2. Three call options on a stock have the same expiration date and strike prices of $55, $60, and $65. The market prices are $8, $5, and $3, respectively. Explain how a butterfly spread can be created. Construct a table showing the profit from the strategy. For what range of stock prices would the butterfly spread lead to a loss?Plot a graph of the final profits (after excluding cost) from the strategy (Y axis) for a closing stock price range of $0 to $100 in increments of $5, on the X-axis.

3. Suppose that c1, c2, and c3 are the prices of European call options with strike prices K1, K2, and K3, respectively, where K3>K2>K1 and K3¬– K2 = K2 – K1. All options have the same maturity. Assuming no arbitrage, what is the relation between c1, c2, and c3?

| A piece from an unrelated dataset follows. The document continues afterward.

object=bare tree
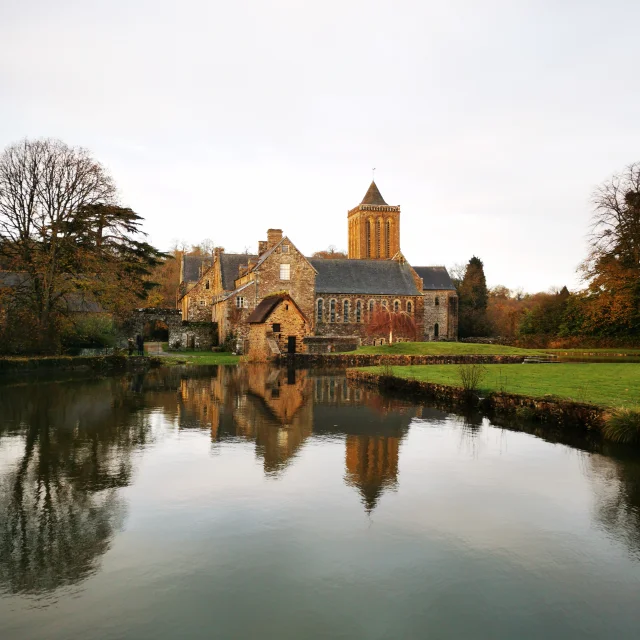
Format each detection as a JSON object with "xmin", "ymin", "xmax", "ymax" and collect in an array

4. The price of a stock is $40. The price of a one-year European put option on the stock with a strike price of $30 is quoted as $7 and the price of a one-year European call option on the stock with a strike price of $50 is quoted as $5. Suppose that an investor buys 100 shares, shorts 100 call options, and buys 100 put options. Draw a diagram (to scale) illustrating how the investor’s profit or loss varies with the stock price over the next year. How does the answer change if the investor buys 100 shares, shorts 200 call options, and buys 200 put options? Clearly show the payoffs using different graphs for each of the securities (for example — for calls, ___for stock, … for puts, and ___for the overall payoff). Note: I expect is 2 diagrams, one for each scenario.

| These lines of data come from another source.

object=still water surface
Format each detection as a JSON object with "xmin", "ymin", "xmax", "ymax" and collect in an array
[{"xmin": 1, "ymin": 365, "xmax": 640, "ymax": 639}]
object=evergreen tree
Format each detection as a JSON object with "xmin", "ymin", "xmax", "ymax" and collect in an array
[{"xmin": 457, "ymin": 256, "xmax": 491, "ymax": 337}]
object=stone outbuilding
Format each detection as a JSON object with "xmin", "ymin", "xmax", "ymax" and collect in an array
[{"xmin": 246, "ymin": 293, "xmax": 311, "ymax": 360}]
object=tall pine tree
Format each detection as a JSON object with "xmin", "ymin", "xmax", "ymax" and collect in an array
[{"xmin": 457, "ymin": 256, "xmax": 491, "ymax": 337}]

5. You are given the following information from the WSJ and the Cumulative normal distribution tables. The option matures in 0.5 years and is at the money. The current stock price of the underlying stock is $90.00, and the annualized 365 day t-bill rate is 2.0%. Compute the following:
a) Use the stock price and strike price information from above. Assume that the stock price can either go up by 10% or go down by 10% eachperiod. Assume that each period lasts 0.5 years. Set up a replicating portfolio of the stock and a risk free bond and use a two-period binomial model. Assume that the risk free rate is 1.0% per period.
b) Show CLEARLY the payoffs for the Stock, Bond and the Call for both periods.
c) Calculate the Number of Stocks and Bonds in both periods required to replicate the call.
d) Using no Arbitrage, compute the price of the Call option using this replicating portfolio.
e) Compute the probability (implied) that the stock price will go up.
f) Compute the annualized variance of the stock.
g) Compute the Black- Scholes- theoretical option price for a European Call option on the stock using the above
h) Using Put –Call Parity, compute the price of a European Put option on a share of the stock.

Questions 1 through 4 carry 15 points each and question 5 carries 30 points.